On a problem of Mahler and Szekeres on approximation by roots of integers (Q1001953)

Let \(\alpha\) be a real number greater than \(1\), and define \(\Lambda(\alpha)\) to be the set of limit points of the sequence \(\|\alpha^n\|^{1/n}\), \(n=1,2,3,\dots\) where \(\| x\| \) denotes the distance from \(x\) to the nearest \(z\in\mathbb Z\). In this paper, various results about \(\Lambda(\alpha)\) are proved. When \(\alpha\) is algebraic, \(\Lambda(\alpha)\) is completely characterized (Theorem 1).

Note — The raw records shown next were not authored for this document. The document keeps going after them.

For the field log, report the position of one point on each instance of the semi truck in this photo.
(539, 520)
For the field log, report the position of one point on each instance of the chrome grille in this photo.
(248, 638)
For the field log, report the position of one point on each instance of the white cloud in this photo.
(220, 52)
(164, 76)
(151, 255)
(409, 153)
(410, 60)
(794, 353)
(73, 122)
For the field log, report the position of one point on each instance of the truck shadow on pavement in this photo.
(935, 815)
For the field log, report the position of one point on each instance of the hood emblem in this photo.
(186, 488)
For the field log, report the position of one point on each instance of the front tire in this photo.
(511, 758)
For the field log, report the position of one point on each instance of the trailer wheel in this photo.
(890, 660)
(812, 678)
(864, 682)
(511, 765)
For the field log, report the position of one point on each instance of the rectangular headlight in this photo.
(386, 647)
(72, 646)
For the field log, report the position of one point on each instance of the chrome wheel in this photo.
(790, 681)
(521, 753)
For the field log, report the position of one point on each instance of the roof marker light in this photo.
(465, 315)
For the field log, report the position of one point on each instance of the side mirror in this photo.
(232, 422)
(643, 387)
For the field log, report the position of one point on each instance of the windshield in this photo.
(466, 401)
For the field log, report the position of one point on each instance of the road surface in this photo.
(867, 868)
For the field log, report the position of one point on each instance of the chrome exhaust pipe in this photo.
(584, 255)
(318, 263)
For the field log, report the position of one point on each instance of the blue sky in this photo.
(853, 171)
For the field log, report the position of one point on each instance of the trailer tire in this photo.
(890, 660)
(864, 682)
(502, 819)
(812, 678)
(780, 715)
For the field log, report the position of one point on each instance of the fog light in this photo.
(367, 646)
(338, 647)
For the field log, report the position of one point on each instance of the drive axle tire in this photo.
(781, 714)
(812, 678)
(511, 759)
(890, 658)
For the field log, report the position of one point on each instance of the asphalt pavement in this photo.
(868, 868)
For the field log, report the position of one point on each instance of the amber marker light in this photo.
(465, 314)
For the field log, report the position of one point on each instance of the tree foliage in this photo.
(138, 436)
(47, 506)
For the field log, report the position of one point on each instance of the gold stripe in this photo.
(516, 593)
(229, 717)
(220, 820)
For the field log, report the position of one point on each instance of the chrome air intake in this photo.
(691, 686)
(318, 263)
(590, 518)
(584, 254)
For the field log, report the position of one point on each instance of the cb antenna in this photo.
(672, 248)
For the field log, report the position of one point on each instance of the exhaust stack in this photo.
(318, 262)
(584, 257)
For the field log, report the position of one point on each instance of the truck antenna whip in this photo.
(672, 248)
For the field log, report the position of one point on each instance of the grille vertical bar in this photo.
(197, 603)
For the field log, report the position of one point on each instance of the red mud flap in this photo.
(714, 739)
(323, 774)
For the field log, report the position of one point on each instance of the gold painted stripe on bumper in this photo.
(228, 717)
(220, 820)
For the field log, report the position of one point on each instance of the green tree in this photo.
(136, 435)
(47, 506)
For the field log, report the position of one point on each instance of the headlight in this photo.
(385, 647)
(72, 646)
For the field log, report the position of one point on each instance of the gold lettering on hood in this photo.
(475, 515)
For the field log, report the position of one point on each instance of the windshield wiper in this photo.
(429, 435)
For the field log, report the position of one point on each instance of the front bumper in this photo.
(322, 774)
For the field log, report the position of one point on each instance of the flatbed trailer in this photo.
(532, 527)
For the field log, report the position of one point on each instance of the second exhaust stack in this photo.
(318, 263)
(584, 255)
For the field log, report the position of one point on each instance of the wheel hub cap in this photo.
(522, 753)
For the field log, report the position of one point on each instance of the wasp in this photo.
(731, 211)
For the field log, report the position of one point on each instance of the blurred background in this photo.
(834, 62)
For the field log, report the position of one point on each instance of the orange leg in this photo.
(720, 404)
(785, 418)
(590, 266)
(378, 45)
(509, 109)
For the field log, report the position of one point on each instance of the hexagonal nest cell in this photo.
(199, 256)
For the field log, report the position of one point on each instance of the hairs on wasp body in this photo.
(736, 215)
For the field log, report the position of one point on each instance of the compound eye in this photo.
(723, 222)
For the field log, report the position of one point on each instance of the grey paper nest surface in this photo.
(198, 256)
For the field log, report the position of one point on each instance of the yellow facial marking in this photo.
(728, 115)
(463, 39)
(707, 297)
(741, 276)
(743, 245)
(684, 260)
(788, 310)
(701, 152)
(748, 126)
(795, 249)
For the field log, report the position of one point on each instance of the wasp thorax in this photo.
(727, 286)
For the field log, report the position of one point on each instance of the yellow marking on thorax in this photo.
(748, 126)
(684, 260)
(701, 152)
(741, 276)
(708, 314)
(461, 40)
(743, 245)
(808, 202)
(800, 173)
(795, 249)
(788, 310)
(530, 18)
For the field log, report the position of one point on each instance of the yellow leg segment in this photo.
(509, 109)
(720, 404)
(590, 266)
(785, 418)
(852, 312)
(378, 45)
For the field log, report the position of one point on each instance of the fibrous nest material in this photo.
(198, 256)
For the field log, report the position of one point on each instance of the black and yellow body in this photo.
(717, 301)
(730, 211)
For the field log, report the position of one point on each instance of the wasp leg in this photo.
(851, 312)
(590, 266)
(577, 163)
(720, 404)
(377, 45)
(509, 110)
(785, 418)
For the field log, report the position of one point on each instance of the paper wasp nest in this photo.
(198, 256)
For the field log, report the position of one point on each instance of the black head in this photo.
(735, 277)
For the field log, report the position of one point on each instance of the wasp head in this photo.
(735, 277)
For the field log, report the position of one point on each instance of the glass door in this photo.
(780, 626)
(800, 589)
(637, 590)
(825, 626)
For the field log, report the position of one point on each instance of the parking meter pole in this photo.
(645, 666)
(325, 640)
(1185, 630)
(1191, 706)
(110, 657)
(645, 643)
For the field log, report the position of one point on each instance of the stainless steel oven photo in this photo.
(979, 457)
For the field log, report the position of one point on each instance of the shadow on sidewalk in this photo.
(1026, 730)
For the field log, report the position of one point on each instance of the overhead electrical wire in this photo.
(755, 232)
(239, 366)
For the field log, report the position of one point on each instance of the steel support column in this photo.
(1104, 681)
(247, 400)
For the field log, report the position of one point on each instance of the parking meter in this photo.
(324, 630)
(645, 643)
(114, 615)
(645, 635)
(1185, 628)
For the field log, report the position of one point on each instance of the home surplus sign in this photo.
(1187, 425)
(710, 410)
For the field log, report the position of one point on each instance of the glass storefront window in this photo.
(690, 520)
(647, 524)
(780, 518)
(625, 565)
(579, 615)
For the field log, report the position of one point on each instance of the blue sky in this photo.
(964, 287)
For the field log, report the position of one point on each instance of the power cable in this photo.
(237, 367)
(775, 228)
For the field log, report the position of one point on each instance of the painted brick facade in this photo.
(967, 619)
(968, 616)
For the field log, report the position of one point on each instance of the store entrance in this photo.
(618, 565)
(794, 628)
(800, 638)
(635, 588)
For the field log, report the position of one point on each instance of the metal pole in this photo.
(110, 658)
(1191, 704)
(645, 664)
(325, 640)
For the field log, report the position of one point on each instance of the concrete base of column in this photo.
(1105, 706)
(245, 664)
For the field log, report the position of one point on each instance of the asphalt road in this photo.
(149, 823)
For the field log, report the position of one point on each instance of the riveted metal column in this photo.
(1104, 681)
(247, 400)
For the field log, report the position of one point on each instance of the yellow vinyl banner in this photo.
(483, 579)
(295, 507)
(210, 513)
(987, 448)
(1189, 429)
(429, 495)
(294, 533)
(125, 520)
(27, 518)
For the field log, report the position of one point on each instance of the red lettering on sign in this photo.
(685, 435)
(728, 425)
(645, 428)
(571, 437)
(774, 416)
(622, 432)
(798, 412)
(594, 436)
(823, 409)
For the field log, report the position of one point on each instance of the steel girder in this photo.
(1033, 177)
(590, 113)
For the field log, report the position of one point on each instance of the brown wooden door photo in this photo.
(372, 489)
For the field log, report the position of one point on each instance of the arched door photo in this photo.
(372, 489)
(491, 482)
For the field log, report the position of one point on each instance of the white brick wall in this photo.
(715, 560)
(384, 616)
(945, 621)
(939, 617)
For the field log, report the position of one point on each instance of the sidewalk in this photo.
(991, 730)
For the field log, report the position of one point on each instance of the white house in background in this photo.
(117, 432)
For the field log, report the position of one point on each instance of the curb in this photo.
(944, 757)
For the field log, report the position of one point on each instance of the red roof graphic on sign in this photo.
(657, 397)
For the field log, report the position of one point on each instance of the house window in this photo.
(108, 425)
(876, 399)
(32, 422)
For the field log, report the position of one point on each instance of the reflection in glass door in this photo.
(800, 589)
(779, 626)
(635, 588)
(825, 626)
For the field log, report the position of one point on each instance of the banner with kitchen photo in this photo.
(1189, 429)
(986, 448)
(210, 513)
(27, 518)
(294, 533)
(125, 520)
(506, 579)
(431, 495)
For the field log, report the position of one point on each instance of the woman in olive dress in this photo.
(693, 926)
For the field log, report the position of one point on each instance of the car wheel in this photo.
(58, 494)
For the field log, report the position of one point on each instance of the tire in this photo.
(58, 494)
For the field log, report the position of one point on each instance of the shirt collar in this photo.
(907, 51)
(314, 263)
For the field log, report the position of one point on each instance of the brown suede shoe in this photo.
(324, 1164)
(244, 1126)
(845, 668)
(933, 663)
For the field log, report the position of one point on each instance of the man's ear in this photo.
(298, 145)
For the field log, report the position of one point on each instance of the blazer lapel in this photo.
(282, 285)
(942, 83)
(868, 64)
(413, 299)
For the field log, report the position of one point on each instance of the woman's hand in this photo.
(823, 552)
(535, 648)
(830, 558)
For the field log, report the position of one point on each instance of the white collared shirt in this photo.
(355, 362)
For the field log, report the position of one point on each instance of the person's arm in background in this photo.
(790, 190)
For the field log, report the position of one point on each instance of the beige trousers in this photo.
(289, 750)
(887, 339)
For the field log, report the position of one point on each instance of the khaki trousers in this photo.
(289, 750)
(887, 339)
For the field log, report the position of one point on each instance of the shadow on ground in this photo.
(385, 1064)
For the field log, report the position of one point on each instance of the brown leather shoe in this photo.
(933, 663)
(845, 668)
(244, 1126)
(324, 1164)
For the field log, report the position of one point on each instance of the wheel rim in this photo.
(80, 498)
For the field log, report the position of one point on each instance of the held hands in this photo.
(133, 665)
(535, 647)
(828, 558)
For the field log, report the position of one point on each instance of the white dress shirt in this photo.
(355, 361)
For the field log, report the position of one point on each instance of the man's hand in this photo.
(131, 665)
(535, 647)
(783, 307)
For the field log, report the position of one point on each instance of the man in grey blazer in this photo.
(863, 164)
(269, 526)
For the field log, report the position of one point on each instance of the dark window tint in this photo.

It consists of at most two points. On the other hand, uncountably many values of \(\alpha\) are found for which \(\Lambda(\alpha)\) is the whole interval \([0,1]\) (Theorem 2). It is also shown that the set of \(\alpha>1\) for which \(\Lambda(\alpha)\) contains \(0\) has Hausdorff dimension \(0\) (Theorem 3). Among other results, it is shown that for any \(\tau>1\) and interval \((a,b)\subset (1,\infty)\) the set \(\{\alpha\in (a,b):\|\alpha^n\|\leq n^{-\tau}\) for infinitely many positive integers \(n\}\) has Lebesgue measure \(0\) and Hausdorff dimension 1 (Theorem 6). Some open questions are discussed at the end of the paper.